In order to answer questions such as
- "How many search queries happen in what languages?"
- "How many files are in lang X?"
- "How many files/descriptions are in multiple languages?"
we need to be able to identify the language of the search queries in CirrusSearchRequestSet, file descriptions in Edits data lake, and event logging data in Hive. We have Accept-Language data (in a lot of cases, but not always) in Cirrus logs, but it's not a reliable marker – although we can use it together with a more reliable method such as TextCat (a popular algorithm for this task).
Once a library is available, I can write the UDF that uses it but I'll need help building up a catalog of languages. @TJones and Stas have implemented a PHP version that we use in production so Trey already has A BUNCH of TextCat language models (one set specifically for search queries and one set built from Wikipedia articles for general language identification). We might need to convert or recreate these in a different format.
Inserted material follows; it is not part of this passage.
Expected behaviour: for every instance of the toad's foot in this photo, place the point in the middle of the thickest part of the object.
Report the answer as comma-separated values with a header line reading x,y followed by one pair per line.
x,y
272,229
Fortunately there appears to be a Java library of TextCat that we could use. So the first step would be making that library available by adding it as a dependency to analytics/refinery/source/refinery-hive. I assume it would need to be reviewed by Ops/Analytics for security reasons? Or maybe there's a way for us to utilize the PHP implementation from inside Java/Hive?
I should also mention that besides being able to answer important questions for the Structured Data on Commons endeavor, there are also research questions about language of edits & content that could then be asked and answered if this were to be available :)